Off at a random tangent, but slightly relevant as it is on an education website…
The BBC Bitesize education page (https://www.bbc.co.uk/bitesize/articles/znbct39) has a section on words that have changed meaning.
This may appeal to some here:
Original meaning: Blessed with worthiness
That’s right. Silly hasn’t always meant somebody who acts in a daft manner. It originally meant something far more serious.
It’s possible to track the word’s journey from around 1200 where it meant ‘pious’ to the other end of the 13th century where it meant somebody who was to be pitied.
Around 300 years later, silly had completely transformed. In 1570, silly was defined as ‘feeble in mind and lacking in reason’.
Silly’s fate was sealed. By the 1860s, newspapers were having a ‘silly season’ each summer when their regular sources of news weren’t so plentiful. And the story of Mr Silly would have turned out very differently if the original meaning had stuck.
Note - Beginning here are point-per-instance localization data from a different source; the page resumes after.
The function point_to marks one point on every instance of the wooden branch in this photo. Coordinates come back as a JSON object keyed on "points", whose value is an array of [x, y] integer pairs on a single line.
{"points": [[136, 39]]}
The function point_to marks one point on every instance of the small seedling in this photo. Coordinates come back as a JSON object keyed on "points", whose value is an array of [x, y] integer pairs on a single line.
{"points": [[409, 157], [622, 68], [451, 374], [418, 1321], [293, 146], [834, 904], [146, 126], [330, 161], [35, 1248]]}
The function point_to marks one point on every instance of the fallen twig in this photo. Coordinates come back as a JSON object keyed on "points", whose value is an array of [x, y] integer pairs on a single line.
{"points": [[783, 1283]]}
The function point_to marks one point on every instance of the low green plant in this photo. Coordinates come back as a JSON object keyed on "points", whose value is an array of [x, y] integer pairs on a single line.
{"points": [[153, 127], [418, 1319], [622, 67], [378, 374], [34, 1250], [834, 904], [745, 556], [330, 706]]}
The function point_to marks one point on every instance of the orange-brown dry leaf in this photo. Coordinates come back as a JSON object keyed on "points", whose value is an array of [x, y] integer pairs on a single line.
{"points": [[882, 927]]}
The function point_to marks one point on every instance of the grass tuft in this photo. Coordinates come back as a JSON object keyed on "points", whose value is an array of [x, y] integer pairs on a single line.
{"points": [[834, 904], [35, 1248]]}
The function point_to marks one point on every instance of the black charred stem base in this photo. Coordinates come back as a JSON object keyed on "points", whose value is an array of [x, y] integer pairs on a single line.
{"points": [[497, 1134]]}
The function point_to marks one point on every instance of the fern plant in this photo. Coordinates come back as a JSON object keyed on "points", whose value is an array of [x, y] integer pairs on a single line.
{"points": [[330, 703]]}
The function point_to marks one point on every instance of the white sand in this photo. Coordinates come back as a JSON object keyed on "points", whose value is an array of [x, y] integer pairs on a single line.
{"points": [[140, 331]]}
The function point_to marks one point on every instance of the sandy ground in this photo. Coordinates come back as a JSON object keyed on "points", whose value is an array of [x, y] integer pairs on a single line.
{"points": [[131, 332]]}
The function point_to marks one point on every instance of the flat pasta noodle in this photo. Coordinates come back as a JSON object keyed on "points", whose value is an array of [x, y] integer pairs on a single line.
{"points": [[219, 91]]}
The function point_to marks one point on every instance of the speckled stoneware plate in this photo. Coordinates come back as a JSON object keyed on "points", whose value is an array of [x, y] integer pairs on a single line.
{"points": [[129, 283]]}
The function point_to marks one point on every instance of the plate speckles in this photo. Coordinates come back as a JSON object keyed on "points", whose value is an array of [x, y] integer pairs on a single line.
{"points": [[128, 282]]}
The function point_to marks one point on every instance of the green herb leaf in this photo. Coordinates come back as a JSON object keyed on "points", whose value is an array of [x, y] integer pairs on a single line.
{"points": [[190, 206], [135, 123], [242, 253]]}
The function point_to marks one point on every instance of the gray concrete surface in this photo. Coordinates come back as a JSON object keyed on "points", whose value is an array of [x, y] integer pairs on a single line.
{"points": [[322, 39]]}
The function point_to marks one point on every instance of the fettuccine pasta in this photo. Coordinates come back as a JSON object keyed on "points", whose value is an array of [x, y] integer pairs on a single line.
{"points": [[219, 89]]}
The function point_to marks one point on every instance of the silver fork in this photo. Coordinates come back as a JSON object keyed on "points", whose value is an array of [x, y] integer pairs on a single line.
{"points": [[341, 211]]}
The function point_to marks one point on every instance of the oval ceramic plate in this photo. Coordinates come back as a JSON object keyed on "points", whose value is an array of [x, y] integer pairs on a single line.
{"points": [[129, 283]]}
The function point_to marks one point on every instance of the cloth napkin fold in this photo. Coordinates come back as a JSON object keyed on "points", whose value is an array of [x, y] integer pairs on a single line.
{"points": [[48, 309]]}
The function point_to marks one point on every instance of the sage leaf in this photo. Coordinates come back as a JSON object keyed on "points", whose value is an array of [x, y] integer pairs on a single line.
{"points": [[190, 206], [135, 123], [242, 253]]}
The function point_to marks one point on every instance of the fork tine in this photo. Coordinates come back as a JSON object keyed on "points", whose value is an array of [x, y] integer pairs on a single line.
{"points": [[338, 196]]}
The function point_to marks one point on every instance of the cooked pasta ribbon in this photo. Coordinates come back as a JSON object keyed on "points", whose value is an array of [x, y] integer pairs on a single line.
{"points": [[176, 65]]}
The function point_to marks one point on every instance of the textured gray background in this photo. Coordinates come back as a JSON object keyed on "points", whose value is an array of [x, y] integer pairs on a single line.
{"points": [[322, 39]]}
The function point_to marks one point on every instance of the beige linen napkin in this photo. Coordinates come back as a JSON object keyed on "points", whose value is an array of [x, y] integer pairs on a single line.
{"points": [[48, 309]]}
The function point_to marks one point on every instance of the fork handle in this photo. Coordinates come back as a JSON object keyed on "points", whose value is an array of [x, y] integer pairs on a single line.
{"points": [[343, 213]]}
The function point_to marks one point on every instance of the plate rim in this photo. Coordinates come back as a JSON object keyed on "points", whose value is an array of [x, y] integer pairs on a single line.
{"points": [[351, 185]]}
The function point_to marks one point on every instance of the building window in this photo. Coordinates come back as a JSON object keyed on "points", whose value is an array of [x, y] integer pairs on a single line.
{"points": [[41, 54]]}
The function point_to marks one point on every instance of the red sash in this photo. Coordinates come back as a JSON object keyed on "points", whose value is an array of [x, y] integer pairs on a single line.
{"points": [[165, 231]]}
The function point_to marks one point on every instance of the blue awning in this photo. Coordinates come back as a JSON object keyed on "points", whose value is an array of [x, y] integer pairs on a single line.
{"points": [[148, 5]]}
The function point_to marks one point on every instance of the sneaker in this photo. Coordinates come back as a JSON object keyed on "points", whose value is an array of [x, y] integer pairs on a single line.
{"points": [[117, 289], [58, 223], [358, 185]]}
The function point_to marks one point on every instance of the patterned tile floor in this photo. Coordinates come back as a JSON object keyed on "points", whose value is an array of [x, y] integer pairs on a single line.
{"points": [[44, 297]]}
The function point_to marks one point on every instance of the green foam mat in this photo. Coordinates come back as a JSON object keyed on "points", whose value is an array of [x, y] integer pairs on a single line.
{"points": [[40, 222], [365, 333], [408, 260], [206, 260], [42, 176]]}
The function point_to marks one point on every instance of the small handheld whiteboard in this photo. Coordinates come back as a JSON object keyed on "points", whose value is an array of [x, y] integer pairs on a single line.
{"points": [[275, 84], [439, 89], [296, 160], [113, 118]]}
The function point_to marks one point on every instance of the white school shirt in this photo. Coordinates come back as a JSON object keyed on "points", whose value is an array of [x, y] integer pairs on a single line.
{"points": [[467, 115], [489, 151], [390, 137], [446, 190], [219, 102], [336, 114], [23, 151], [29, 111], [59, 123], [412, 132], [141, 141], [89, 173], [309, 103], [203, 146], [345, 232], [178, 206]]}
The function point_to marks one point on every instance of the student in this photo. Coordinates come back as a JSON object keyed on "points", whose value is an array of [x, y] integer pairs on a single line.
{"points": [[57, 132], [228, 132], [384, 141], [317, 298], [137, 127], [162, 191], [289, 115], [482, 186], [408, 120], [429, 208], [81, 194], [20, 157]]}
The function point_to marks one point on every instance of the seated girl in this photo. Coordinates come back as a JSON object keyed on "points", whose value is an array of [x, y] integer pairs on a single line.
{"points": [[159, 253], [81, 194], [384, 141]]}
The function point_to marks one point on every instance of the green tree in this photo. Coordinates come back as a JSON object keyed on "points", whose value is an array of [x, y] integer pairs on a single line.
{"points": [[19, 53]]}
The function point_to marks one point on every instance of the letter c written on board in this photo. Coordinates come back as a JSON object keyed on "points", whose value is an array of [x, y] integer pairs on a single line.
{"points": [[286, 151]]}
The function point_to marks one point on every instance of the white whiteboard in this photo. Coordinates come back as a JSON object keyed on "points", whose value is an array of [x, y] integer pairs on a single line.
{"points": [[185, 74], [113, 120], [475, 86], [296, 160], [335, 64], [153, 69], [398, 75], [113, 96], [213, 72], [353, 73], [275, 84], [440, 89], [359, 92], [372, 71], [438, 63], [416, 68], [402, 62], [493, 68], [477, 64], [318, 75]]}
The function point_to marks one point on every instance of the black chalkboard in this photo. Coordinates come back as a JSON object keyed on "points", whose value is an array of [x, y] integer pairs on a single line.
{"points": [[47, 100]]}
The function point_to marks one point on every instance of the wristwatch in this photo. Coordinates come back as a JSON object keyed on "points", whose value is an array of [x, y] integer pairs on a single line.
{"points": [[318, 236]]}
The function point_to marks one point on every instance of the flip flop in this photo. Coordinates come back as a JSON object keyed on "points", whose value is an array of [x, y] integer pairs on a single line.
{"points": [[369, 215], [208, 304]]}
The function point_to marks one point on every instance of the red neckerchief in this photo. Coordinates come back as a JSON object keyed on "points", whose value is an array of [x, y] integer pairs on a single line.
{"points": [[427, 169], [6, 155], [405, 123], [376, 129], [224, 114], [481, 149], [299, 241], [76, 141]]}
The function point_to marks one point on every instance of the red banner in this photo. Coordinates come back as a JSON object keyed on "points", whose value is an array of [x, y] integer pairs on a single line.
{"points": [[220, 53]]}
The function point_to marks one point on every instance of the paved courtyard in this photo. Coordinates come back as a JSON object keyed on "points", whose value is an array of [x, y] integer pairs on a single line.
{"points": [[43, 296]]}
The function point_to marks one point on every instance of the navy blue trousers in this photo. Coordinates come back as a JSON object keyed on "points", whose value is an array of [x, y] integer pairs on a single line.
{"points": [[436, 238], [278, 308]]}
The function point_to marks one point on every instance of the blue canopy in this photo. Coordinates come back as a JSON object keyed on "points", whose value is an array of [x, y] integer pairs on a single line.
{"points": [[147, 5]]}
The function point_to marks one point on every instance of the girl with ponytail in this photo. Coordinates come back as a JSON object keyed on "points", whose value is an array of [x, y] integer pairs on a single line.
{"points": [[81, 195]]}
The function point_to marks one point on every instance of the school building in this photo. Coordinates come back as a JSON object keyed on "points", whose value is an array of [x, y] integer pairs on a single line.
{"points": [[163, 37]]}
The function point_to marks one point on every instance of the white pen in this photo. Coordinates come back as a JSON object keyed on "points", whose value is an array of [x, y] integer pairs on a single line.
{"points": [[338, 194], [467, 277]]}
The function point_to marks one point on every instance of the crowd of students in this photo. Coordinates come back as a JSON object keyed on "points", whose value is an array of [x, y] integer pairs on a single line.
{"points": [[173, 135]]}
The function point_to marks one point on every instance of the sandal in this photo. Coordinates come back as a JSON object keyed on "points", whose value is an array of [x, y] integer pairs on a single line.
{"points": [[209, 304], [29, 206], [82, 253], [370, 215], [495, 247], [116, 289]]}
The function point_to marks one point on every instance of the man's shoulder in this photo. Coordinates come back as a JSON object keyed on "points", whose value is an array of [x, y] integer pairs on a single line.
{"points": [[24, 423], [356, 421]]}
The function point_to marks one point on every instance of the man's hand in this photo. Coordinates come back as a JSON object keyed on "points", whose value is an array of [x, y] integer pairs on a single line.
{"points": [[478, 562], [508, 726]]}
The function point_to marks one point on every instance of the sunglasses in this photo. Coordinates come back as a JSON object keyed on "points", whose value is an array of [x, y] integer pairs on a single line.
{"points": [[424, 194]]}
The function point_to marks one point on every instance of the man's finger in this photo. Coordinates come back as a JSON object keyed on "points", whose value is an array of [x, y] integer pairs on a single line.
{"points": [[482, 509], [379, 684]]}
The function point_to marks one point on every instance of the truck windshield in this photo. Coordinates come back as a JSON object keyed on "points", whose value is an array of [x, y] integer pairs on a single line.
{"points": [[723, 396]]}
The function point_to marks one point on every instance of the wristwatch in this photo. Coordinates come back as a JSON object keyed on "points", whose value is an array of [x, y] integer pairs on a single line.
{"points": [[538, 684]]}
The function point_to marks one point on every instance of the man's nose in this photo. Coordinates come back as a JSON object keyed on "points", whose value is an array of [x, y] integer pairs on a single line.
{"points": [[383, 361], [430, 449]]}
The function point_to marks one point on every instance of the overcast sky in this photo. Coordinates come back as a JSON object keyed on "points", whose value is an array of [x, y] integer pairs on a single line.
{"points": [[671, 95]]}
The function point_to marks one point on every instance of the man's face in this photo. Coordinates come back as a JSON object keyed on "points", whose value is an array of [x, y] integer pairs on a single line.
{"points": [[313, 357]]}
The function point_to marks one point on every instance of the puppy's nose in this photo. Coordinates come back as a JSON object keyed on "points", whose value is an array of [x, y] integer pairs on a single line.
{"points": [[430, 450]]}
Though perhaps the over pompous piety that some show can best be described as silliness [using the modern meaning!!]
WordPress has lost some of my formatting! I think it’s still readable though !
I went to an event last night with the speaker being Stephen Evans, Chief Executive of the National Secular Society. He gave a very concise description of the issues which the NSS is campaigning on at present which includes an open and inclusive education system, free of religious discrimination.
The consensus was that religious organisations such as Baines’s want to be involved in schools so they can evangalise. If schools were made secular, religious groups would no longer be able to impose compulsory worship, run RE lessons only about their own religion or be allowed to discriminate on religious grounds in admission. Once those rules are removed there will probably no longer be a push by religious organisation to be involved in running schools.
Education shouldn’t be used to force children to follow a particular religion, as faith schools would prefer. We can give Baines the benefit of the doubt and suggest he does believe in better education all round, but his organisations reluctance to give up its established position shows that it has its own interests at heart.